Political Capitol

Political Capitol

Brian Lockhart covers the Connecticut General Assembly in Hartford

Sen. Duff not ruling out more hearings on AIG bonuses

The bonuses federally bailed-out insurance giant AIG issued one year ago caused not only a populist furor nationally, but in Connecticut, home to the company’s now infamous Financial Products division.

Last March Democratic Attorney General Richard Blumenthal and the co-chairs of the legislature’s Banks Committee, relying heavily on newspaper accounts, subpoenaed around one dozen Fairfield County residents who reportedly received the controversial payouts.

Ultimately AIG sent an attorney and some low-level staffers to the Banks Committee hearing, which met with mixed results.

Republicans in the General Assembly complained it was a show trial that unfairly publicized the names of bonus recipients, resulting in protest bus tours past their homes and potentially putting their families in danger.

Rep. John Hetherington, R-New Canaan, demanded Blumenthal issue a public apology, alleging the Attorney General mistakenly targeted one of his constituents. That apology was never issued.

But Banks Committee Co-chairs Sen. Bob Duff, D-Norwalk and Rep. Ryan Barry, D-Manchester, argued they uncovered important data about the bonuses.

Duff and Barry did warn “there may be additional pay outs in 2010″ and that shoe dropped this week with the news AIG is issuing a $100 million round of bonuses.

So now Blumenthal, Duff and Barry are again condemning bonuses and urging the Treasury Department to take “aggressive action to establish basic fairness and equity to Wall Street compensation.”
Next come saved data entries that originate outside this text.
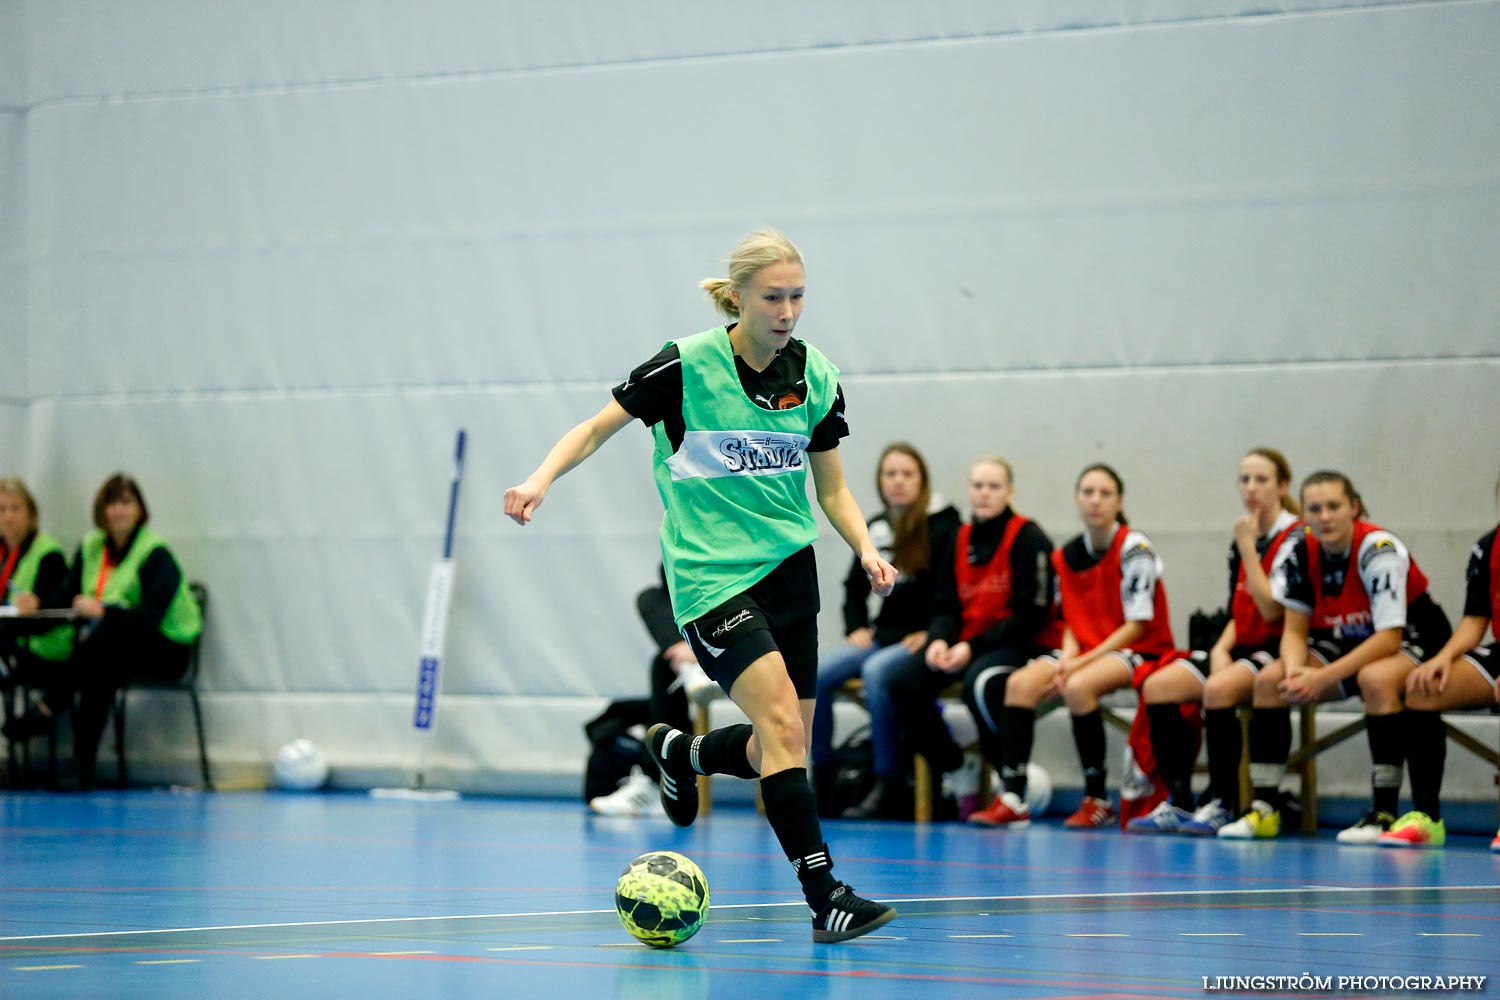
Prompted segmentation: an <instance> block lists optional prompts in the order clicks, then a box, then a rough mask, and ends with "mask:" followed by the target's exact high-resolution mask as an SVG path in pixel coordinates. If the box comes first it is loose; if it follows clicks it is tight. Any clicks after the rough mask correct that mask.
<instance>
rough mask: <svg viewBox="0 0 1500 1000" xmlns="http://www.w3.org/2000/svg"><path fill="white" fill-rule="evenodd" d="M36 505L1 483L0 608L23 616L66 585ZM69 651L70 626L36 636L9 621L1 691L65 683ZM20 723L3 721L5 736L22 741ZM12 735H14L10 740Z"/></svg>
mask: <svg viewBox="0 0 1500 1000" xmlns="http://www.w3.org/2000/svg"><path fill="white" fill-rule="evenodd" d="M39 520H40V514H39V511H37V508H36V499H34V498H33V496H31V490H28V489H27V487H26V483H23V481H21V480H18V478H15V477H10V475H7V477H3V478H0V606H12V607H15V609H17V610H18V612H21V613H23V615H26V613H30V612H34V610H37V609H39V607H40V598H37V594H51V592H54V591H57V589H58V588H60V586H63V582H65V580H66V579H68V556H66V555H63V546H62V544H60V543H58V541H57V538H52V537H51V535H48V534H46V532H43V531H42V529H40V528H39ZM72 649H74V628H72V625H57V627H54V628H46V630H42V631H36V630H31V628H27V627H24V625H23V624H21V622H15V621H10V622H9V624H7V627H6V628H5V630H0V658H3V663H5V664H6V667H9V672H7V670H6V667H0V688H3V690H9V688H10V687H13V685H23V687H28V688H42V690H43V691H45V690H48V688H49V687H51V685H54V684H57V682H58V681H60V679H62V678H65V676H66V675H65V669H63V666H62V664H65V663H66V661H68V657H69V655H71V654H72ZM21 730H23V727H21V726H20V720H13V721H7V723H6V726H5V736H6V738H7V739H23V738H24V735H23V732H21ZM12 733H13V735H12Z"/></svg>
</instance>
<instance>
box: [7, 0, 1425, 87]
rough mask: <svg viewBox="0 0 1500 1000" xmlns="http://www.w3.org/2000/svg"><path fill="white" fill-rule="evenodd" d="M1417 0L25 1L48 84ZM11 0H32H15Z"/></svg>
mask: <svg viewBox="0 0 1500 1000" xmlns="http://www.w3.org/2000/svg"><path fill="white" fill-rule="evenodd" d="M1403 1H1409V0H1166V1H1161V0H1158V1H1154V3H1149V4H1121V3H1116V1H1115V0H1008V1H1007V3H944V4H912V3H904V1H903V0H838V1H834V3H820V4H816V6H808V4H802V3H795V1H793V0H774V1H771V3H762V4H757V7H756V16H753V18H745V16H744V12H742V10H741V9H739V7H735V6H733V4H699V3H684V1H682V0H642V1H640V3H634V4H630V6H628V7H622V6H619V4H615V3H609V1H607V0H585V1H580V3H568V4H565V6H555V4H538V3H522V1H513V3H486V1H484V0H435V1H432V3H423V4H420V6H413V4H410V3H404V1H401V0H381V1H365V3H324V4H306V3H297V1H296V0H272V1H267V3H255V4H228V3H223V4H202V3H190V1H184V0H145V1H138V3H129V4H120V3H46V1H45V0H42V1H37V0H33V3H28V4H24V6H26V9H27V12H28V13H30V19H31V22H33V30H31V39H30V45H31V49H33V51H34V54H36V58H34V63H33V66H31V67H30V73H31V88H33V91H34V93H36V96H37V99H45V100H58V99H77V97H87V96H101V94H136V93H177V91H183V90H204V88H208V90H228V88H248V87H287V85H327V84H338V82H345V81H368V79H384V78H395V76H404V78H416V79H423V78H434V76H438V78H441V76H453V75H465V73H502V72H523V70H544V69H556V67H568V66H598V64H612V63H634V61H648V60H682V58H702V57H712V55H720V54H726V52H742V54H747V52H777V51H799V49H813V48H831V46H850V45H891V43H901V42H913V40H932V39H957V37H974V36H1008V34H1029V33H1046V31H1059V30H1062V31H1076V30H1086V28H1097V27H1106V28H1109V27H1121V25H1151V24H1170V22H1181V21H1200V19H1208V21H1212V19H1224V18H1239V16H1266V15H1277V13H1287V12H1292V13H1296V12H1319V10H1328V12H1338V10H1341V9H1358V7H1379V6H1388V4H1394V3H1403ZM9 6H12V7H17V9H20V7H23V4H21V3H17V1H15V0H10V1H9Z"/></svg>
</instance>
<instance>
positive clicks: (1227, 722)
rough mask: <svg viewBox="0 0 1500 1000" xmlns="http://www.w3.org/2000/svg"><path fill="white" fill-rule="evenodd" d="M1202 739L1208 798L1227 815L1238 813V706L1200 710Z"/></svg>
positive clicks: (1243, 743)
mask: <svg viewBox="0 0 1500 1000" xmlns="http://www.w3.org/2000/svg"><path fill="white" fill-rule="evenodd" d="M1203 739H1205V741H1206V742H1208V745H1209V793H1208V798H1209V799H1218V801H1220V802H1221V804H1223V805H1224V808H1226V810H1229V814H1230V816H1239V810H1241V801H1239V759H1241V757H1242V756H1244V753H1245V744H1244V741H1242V739H1241V732H1239V709H1233V708H1211V709H1208V711H1206V712H1203Z"/></svg>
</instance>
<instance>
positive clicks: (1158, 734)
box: [1146, 705, 1193, 813]
mask: <svg viewBox="0 0 1500 1000" xmlns="http://www.w3.org/2000/svg"><path fill="white" fill-rule="evenodd" d="M1146 718H1148V720H1149V721H1151V751H1152V754H1155V757H1157V771H1158V772H1160V774H1161V781H1163V784H1166V786H1167V795H1169V796H1170V799H1172V804H1173V805H1175V807H1178V808H1179V810H1187V811H1188V813H1191V811H1193V727H1191V726H1188V720H1185V718H1184V717H1182V706H1181V705H1148V706H1146Z"/></svg>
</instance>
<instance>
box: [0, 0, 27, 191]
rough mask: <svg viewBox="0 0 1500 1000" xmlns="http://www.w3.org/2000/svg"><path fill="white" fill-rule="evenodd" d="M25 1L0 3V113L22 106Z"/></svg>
mask: <svg viewBox="0 0 1500 1000" xmlns="http://www.w3.org/2000/svg"><path fill="white" fill-rule="evenodd" d="M26 21H27V18H26V0H0V109H17V108H24V106H26V63H27V37H26ZM3 175H5V174H0V177H3Z"/></svg>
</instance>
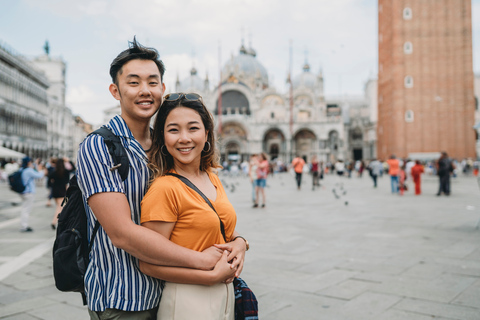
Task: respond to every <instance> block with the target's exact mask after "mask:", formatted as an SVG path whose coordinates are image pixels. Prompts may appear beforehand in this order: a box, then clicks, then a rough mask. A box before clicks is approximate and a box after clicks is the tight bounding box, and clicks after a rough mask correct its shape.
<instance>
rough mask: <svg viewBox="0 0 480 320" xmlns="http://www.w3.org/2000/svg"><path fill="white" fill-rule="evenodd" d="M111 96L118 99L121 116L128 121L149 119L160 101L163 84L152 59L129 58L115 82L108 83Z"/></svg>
mask: <svg viewBox="0 0 480 320" xmlns="http://www.w3.org/2000/svg"><path fill="white" fill-rule="evenodd" d="M109 89H110V92H111V93H112V95H113V97H114V98H115V99H117V100H118V101H120V107H121V109H122V118H123V119H124V120H125V121H126V122H127V123H128V122H129V120H130V121H142V120H146V121H150V118H151V117H152V116H153V115H154V114H155V112H157V110H158V108H159V107H160V104H161V103H162V97H163V93H164V91H165V85H164V84H163V83H162V81H161V77H160V71H158V67H157V65H156V64H155V62H153V61H152V60H138V59H137V60H131V61H129V62H127V63H126V64H124V65H123V67H122V69H121V70H120V71H119V72H118V75H117V84H114V83H112V84H111V85H110V88H109Z"/></svg>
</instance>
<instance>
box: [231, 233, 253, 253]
mask: <svg viewBox="0 0 480 320" xmlns="http://www.w3.org/2000/svg"><path fill="white" fill-rule="evenodd" d="M238 239H241V240H242V241H244V242H245V251H248V249H250V244H249V243H248V241H247V239H245V238H244V237H242V236H236V237H234V238H233V239H232V242H233V241H235V240H238Z"/></svg>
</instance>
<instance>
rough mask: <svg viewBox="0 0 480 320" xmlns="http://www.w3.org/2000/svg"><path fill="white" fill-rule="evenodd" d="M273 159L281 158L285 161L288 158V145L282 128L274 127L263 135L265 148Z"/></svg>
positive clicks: (263, 140) (270, 157)
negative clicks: (286, 145)
mask: <svg viewBox="0 0 480 320" xmlns="http://www.w3.org/2000/svg"><path fill="white" fill-rule="evenodd" d="M262 149H263V150H264V151H265V152H266V153H267V154H268V156H269V158H270V159H271V160H274V159H277V158H280V159H282V160H284V161H286V160H288V158H287V146H286V139H285V135H284V134H283V132H282V131H281V130H280V129H277V128H272V129H269V130H268V131H267V132H265V135H264V136H263V148H262Z"/></svg>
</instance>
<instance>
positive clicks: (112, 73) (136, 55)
mask: <svg viewBox="0 0 480 320" xmlns="http://www.w3.org/2000/svg"><path fill="white" fill-rule="evenodd" d="M128 45H129V48H128V49H127V50H125V51H122V52H121V53H120V54H119V55H118V56H117V57H116V58H115V59H114V60H113V61H112V64H111V65H110V76H111V77H112V82H113V83H115V84H118V83H117V76H118V75H119V74H121V73H122V67H123V66H124V65H125V64H126V63H127V62H129V61H131V60H135V59H139V60H152V61H153V62H155V64H156V65H157V67H158V71H160V77H161V78H160V79H161V80H162V82H163V74H164V73H165V65H164V64H163V61H162V60H160V54H159V53H158V51H157V50H156V49H154V48H148V47H144V46H142V45H141V44H140V43H138V42H137V39H136V38H135V37H133V41H131V42H130V41H129V42H128Z"/></svg>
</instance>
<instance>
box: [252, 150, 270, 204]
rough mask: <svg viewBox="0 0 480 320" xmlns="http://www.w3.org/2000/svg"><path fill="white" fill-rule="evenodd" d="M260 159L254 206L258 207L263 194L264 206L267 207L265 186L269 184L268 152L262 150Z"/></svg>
mask: <svg viewBox="0 0 480 320" xmlns="http://www.w3.org/2000/svg"><path fill="white" fill-rule="evenodd" d="M259 157H260V158H259V159H258V165H257V170H256V173H257V180H255V181H256V184H257V185H256V188H255V193H256V197H255V203H254V204H253V207H254V208H257V207H258V204H259V203H260V195H261V196H262V200H263V202H262V208H265V204H266V201H267V200H266V199H265V187H266V185H267V175H268V169H269V167H270V165H269V163H268V160H267V154H266V153H265V152H262V153H260V154H259Z"/></svg>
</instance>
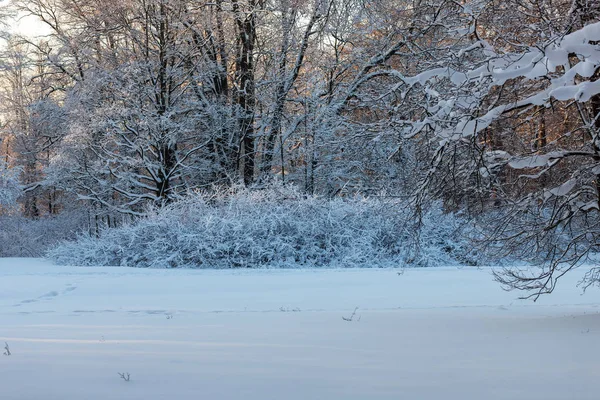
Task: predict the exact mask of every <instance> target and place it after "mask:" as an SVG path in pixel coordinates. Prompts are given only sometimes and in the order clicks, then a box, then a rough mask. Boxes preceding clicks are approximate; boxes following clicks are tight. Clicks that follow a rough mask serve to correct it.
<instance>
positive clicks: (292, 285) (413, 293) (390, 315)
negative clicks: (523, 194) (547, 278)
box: [0, 259, 600, 400]
mask: <svg viewBox="0 0 600 400" xmlns="http://www.w3.org/2000/svg"><path fill="white" fill-rule="evenodd" d="M577 279H578V276H577V273H575V274H572V275H571V276H567V277H565V279H564V280H563V281H562V282H561V285H560V286H559V288H558V289H557V291H556V292H555V293H554V294H552V295H550V296H546V297H543V298H541V299H540V300H539V301H538V302H537V303H533V302H532V301H530V300H529V301H525V300H516V297H517V296H518V293H507V292H503V291H502V290H501V289H500V288H499V287H498V285H497V284H496V283H495V282H493V280H492V277H491V275H490V270H489V269H471V268H468V269H467V268H463V269H456V268H436V269H418V270H417V269H414V270H407V271H405V273H404V274H402V275H399V274H398V271H396V270H389V269H361V270H355V269H352V270H243V271H240V270H228V271H207V270H142V269H129V268H106V267H105V268H74V267H58V266H53V265H50V264H49V263H48V262H46V261H43V260H36V259H0V343H1V344H2V346H0V348H1V347H4V342H5V341H6V342H7V343H8V345H9V347H10V351H11V353H12V355H11V356H2V355H1V354H0V399H2V400H118V399H127V400H151V399H173V400H184V399H194V400H196V399H251V400H254V399H256V400H268V399H298V400H300V399H302V400H308V399H327V400H329V399H361V400H371V399H394V400H399V399H410V400H413V399H414V400H419V399H421V400H422V399H444V400H447V399H456V400H470V399H477V400H479V399H486V400H492V399H528V400H534V399H544V400H550V399H556V400H565V399H576V400H585V399H594V400H596V399H598V398H599V396H600V394H599V391H598V382H599V381H600V368H598V360H600V345H599V340H600V290H597V289H594V288H592V289H590V290H589V291H588V292H587V293H586V294H585V295H583V296H582V295H581V290H580V289H578V288H576V287H575V284H576V282H577ZM356 307H358V310H357V311H356V313H355V314H354V316H352V313H353V310H355V308H356ZM344 318H345V319H344ZM350 319H351V320H350ZM2 351H3V350H2ZM2 351H0V352H2ZM118 372H128V373H130V374H131V380H130V381H129V382H126V381H124V380H123V379H121V378H120V377H119V375H118V374H117V373H118Z"/></svg>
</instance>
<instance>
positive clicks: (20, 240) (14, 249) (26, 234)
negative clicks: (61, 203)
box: [0, 212, 87, 257]
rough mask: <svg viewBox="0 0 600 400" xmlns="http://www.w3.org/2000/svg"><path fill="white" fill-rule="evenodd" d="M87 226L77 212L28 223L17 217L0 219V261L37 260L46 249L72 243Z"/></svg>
mask: <svg viewBox="0 0 600 400" xmlns="http://www.w3.org/2000/svg"><path fill="white" fill-rule="evenodd" d="M86 226H87V217H86V215H85V214H84V213H81V212H64V213H62V214H59V215H56V216H52V217H43V218H40V219H35V220H32V219H28V218H25V217H23V216H21V215H17V214H14V213H13V214H5V215H0V257H41V256H43V255H44V254H45V253H46V252H47V251H48V249H49V248H51V247H54V246H56V245H57V244H58V243H60V242H63V241H65V240H73V239H74V238H75V237H76V236H77V233H78V232H79V231H81V230H82V229H84V228H85V227H86Z"/></svg>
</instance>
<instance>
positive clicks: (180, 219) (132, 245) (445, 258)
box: [49, 189, 475, 268]
mask: <svg viewBox="0 0 600 400" xmlns="http://www.w3.org/2000/svg"><path fill="white" fill-rule="evenodd" d="M410 216H411V213H410V212H408V211H407V210H406V209H405V208H404V207H403V206H402V204H400V203H398V202H393V201H383V200H377V199H365V198H358V197H353V198H348V199H341V198H335V199H332V200H328V199H324V198H320V197H307V198H304V197H303V196H302V194H300V193H298V192H297V191H295V190H292V189H285V190H282V189H279V190H276V189H269V190H262V191H246V190H241V191H237V192H234V193H220V194H218V195H202V194H198V195H193V196H191V197H189V198H187V199H185V200H182V201H179V202H176V203H174V204H172V205H169V206H167V207H165V208H162V209H157V210H155V211H154V212H150V213H149V215H148V216H147V217H145V218H143V219H140V220H139V221H138V222H137V223H134V224H131V225H128V226H123V227H120V228H113V229H106V230H104V231H103V232H102V233H101V235H100V237H99V238H97V237H94V236H91V235H84V236H81V237H79V238H78V240H77V241H73V242H66V243H63V244H61V245H59V246H58V247H57V248H55V249H53V250H52V251H50V252H49V256H50V257H51V258H52V259H53V260H54V261H55V262H57V263H59V264H67V265H116V266H135V267H157V268H172V267H191V268H235V267H243V268H260V267H273V268H303V267H402V266H406V265H415V266H419V265H429V266H433V265H451V264H464V263H465V262H467V261H466V260H467V259H468V260H469V261H468V262H469V263H474V262H475V260H471V259H469V258H468V257H469V256H468V254H467V253H469V252H470V247H469V245H468V242H467V239H465V238H464V237H463V236H462V235H461V234H460V232H459V231H458V230H457V226H458V225H459V224H458V223H457V221H456V220H455V217H454V216H453V215H444V214H442V213H441V212H431V213H428V214H426V215H425V216H424V218H423V219H422V221H423V224H422V225H421V228H420V229H419V231H420V233H421V235H420V237H419V235H417V232H416V231H415V227H414V226H413V225H414V224H412V223H409V222H407V221H408V219H409V217H410ZM415 240H418V241H419V244H420V245H419V246H418V248H416V247H415Z"/></svg>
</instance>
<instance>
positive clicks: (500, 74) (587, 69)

I asked Duff tonight if we might see a repeat of last year’s Banks Committee hearings and he left the door open, saying he and Barry have been trying to wrangle additional information out of AIG for months.

“We recessed the hearing. We never adjourned,” Duff said. “If we wanted to we could always reconvene the hearing.”

If that happens, there will be one huge difference between last year and this – Blumenthal is running to succeed retiring Democratic U.S. Sen. Christopher Dodd, who was blamed for weakening a provision dealing with executive pay in the economic stimulus package that paved the way for bailed out companies like AIG to award bonuses.

If Blumenthal was accused of mounting a political show trial last year, just imagine the firestorm that will erupt this year.